Research and Education

Environmental Institute

 

General Research Focus

Biogeochemical cycling of carbon, nitrogen, and phosphorus in coastal environments. Physical and biogeochemical controls on Red Tide blooms phytoplankton community interactions. Integration of research in community college and undergraduate education.

Current Research Projects

Using GIS With Real-Time Water Quality Assessment to Guide Scientific Inquiry and Learning in a Community College Environmental Studies Program

UWF Environmental Science graduate student, Fritz Langerfeld, mentors NWFSC students as part of this project
UWF Environmental Science
graduate student, Fritz
Langerfeld, mentors
NWFSC students as part of
this project

This is a collaborative project between Dr. Allison Beauregard, of the Mattie Kelly Environmental Institute, and Dr. Matthew Schwartz, of the University of West Florida's Environmental Studies Department. The overarching goal of this project is to introduce community college students to the use of research technology and geographical information systems (GIS) through the development of a new course in Aquatic Environmental Science at Northwest Florida State College. During the new course, which will begin during the Spring 2010 term, NWFSC students will be guided by Beauregard, Schwartz, and a UWF graduate student to use field instruments to measure water quality variables, including temperature, salinity, dissolved oxygen, and nutrients, during field trips in the Choctawhatchee Estuary. While still in the field, students on several boats in different parts of the Estuary will use a wireless broadband interface to access the GIS system at UWF to compile and generate maps of student data to show a whole-basin view of variations in water quality parameters. One of the major goals of the project is to assess the academic benefits of using research technology in the classroom. This project is supported by a grant from the National Science Foundation awarded to Dr. Allison Beauregard of the Mattie Kelly Institute at NWFSC and Dr. Matthew Schwartz of UWF.

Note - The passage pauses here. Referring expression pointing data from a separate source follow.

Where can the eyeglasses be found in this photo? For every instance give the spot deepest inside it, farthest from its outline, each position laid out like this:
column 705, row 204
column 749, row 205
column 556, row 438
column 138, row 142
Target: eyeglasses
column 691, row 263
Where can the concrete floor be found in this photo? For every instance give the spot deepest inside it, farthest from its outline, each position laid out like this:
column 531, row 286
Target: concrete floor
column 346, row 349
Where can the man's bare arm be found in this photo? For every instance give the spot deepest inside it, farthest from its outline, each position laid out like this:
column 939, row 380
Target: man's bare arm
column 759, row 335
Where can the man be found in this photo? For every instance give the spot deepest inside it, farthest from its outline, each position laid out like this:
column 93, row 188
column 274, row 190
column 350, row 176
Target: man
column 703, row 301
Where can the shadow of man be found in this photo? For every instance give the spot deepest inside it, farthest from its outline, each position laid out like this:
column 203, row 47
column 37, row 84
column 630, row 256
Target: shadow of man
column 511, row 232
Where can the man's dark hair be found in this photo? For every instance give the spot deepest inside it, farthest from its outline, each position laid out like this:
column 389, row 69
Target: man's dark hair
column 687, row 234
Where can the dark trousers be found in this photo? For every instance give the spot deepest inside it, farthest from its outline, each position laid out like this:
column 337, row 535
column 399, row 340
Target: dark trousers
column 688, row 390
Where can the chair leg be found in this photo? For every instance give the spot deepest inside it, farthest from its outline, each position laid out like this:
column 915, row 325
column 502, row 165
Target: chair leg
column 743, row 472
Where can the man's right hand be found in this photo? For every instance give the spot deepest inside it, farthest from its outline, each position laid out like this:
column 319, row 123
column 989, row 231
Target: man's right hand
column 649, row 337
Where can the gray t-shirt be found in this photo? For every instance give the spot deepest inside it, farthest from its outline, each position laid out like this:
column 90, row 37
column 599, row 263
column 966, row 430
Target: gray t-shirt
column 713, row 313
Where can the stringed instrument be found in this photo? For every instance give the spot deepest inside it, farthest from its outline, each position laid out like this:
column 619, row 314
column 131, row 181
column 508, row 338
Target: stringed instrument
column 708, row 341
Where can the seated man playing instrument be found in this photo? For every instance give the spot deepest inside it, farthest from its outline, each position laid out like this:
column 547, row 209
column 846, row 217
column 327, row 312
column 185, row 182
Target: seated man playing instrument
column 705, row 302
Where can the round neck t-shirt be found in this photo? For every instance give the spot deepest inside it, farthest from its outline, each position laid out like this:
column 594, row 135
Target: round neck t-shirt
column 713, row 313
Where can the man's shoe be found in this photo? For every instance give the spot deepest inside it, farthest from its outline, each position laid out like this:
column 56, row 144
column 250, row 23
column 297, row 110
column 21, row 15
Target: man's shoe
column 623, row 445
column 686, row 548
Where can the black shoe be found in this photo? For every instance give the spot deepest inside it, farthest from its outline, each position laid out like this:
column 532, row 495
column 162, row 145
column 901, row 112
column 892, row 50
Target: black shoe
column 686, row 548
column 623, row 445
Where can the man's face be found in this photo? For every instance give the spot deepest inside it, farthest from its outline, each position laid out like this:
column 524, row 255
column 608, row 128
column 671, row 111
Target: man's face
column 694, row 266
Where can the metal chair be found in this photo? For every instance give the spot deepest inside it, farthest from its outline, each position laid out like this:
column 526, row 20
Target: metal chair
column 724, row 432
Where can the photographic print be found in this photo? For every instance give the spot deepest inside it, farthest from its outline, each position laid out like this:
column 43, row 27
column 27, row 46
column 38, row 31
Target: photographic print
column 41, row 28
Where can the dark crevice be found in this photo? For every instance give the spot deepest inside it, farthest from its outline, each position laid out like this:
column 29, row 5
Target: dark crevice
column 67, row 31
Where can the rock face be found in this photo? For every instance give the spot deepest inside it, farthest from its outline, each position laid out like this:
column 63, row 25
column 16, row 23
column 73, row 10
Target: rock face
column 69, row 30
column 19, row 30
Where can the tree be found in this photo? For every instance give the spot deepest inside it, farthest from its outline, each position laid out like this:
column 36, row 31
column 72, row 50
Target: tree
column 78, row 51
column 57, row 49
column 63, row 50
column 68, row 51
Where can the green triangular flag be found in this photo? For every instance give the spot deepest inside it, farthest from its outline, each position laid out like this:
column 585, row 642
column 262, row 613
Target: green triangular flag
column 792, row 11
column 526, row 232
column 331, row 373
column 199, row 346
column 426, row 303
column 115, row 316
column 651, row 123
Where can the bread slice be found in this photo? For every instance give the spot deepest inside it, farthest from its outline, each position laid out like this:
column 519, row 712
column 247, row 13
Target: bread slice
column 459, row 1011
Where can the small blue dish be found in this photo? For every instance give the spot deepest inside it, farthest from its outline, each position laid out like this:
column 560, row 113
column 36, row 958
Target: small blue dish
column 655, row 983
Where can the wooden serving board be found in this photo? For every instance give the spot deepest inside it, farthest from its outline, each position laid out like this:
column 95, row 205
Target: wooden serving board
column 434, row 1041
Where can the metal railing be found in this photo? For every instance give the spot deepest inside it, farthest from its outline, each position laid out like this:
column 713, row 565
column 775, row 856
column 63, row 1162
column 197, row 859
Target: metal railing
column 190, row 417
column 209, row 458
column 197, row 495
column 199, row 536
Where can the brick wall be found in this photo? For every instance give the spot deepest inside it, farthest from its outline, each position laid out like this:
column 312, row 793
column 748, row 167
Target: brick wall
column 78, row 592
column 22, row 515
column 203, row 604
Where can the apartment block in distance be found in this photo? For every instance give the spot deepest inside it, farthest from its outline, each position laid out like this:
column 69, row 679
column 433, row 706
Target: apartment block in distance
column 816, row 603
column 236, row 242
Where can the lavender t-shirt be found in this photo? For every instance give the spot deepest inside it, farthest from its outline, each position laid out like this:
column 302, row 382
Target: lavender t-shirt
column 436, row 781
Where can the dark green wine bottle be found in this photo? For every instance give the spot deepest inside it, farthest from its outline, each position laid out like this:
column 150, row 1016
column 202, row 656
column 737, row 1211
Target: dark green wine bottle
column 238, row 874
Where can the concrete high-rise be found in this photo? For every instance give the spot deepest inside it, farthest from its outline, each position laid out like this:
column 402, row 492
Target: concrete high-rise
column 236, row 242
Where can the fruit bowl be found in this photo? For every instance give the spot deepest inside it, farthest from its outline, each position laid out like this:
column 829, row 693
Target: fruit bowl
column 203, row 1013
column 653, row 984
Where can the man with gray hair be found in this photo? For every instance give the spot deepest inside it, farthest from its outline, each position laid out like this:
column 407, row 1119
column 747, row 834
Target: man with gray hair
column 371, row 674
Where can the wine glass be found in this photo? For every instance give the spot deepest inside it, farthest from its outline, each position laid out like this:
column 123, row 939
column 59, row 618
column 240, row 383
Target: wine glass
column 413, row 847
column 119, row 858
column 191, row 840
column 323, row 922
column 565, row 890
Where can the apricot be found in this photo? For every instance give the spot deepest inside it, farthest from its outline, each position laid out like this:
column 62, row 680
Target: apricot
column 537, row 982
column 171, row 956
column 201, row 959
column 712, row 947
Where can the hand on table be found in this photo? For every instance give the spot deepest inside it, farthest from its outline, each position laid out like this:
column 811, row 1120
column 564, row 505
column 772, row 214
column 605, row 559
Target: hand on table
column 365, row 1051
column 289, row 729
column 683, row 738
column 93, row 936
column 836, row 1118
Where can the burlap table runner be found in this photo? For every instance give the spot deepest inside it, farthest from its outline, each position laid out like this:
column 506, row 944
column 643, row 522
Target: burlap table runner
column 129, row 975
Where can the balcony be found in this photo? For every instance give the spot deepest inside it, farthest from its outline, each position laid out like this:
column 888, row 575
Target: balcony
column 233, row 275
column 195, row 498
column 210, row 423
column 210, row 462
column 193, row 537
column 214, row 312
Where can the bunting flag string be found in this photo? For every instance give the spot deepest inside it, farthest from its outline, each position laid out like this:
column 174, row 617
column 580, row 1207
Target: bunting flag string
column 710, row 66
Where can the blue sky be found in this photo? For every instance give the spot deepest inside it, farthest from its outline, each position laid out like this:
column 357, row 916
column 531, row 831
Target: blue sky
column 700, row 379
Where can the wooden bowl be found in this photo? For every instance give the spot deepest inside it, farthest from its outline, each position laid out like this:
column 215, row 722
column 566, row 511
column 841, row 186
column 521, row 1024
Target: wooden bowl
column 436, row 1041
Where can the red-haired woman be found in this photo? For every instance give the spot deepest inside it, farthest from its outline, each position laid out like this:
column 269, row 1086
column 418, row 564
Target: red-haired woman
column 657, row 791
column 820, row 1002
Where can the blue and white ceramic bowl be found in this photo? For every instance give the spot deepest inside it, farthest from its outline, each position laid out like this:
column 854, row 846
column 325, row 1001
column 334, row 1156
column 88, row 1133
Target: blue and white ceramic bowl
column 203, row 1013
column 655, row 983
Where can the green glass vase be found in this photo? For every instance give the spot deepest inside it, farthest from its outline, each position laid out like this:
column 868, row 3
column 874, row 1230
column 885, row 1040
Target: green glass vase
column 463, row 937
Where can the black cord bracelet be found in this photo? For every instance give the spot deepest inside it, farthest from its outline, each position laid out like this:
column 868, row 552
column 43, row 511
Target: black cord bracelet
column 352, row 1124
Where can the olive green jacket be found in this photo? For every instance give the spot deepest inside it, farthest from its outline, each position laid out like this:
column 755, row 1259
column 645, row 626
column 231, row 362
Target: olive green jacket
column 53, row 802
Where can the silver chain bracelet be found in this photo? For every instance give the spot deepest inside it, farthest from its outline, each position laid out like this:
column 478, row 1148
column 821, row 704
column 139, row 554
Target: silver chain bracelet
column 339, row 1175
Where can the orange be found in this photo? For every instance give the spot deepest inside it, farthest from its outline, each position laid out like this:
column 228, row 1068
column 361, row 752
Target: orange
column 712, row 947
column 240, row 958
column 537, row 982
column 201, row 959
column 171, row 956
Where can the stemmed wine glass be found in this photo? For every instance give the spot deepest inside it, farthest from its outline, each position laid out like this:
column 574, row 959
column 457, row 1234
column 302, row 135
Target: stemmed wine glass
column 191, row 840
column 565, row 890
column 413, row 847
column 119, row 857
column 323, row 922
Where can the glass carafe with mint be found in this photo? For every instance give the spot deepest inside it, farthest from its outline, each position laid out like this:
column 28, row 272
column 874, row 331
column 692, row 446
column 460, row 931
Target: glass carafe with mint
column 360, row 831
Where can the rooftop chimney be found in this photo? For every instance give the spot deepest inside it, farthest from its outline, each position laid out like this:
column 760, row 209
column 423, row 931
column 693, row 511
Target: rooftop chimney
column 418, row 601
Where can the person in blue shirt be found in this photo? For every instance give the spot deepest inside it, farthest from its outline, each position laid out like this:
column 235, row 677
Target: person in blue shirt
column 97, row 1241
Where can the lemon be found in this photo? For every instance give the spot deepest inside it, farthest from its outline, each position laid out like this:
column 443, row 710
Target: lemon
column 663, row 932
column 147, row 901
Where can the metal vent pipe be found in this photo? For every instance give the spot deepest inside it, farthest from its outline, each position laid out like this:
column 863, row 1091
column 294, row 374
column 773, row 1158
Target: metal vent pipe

Linking Cutting-Edge Oceanographic Research with Community College Students

Dr. Huber's Skype video chat session with students in Beauregard's Oceanography course.
Dr. Huber's Skype video chat session with students
in Beauregard's Oceanography course.

This is a collaborative project between Dr. Allison Beauregard of the Mattie Kelly Environmental Institute and Dr. Julie Huber from the Marine Biological Laboratory in Woods Hole, Massachusetts. This project is a unique education and outreach effort that links cutting edge oceanographic research with community college students, a group traditionally far removed from research science. As part of the project, students in Beauregard’s “Introduction to Oceanography” class (Fall 2009) will communicate with Huber from on-board a research ship (R/V Cape Hatteras) heading out from the Cayman Islands to conduct the first field test of Nereus – the world’s deepest diving underwater research vessel. To illustrate the immense pressure that the robotic research vessel Nereus will encounter during such deep-sea research, students will be also decorate Styrofoam cups and send them to the mother ship to meet Dr. Huber before she embarks. During the cruise, Huber’s team will attach the cups to the Nereus during one of its deployments. Because of the extremely high pressure experienced deep in the ocean, the cups will shrink down to about a third of their original size and the team will send the research souvenirs back to the class. Another important aspect of the project is the opportunity for up to four NWFSC students to be selected for a summer internship (two during summer 2010 and two during summer 2011) working directly with Huber in her lab in Massachusetts on microbial life from the deep sea vents. This connection of community college students with world-class scientists in the field promotes better understanding of research and potentially may encourage more students to major in the sciences. This outreach project is funded by a grant from the National Science Foundation awarded to Dr. Julie Huber of MBL and Dr. Allison Beauregard of NWFSC.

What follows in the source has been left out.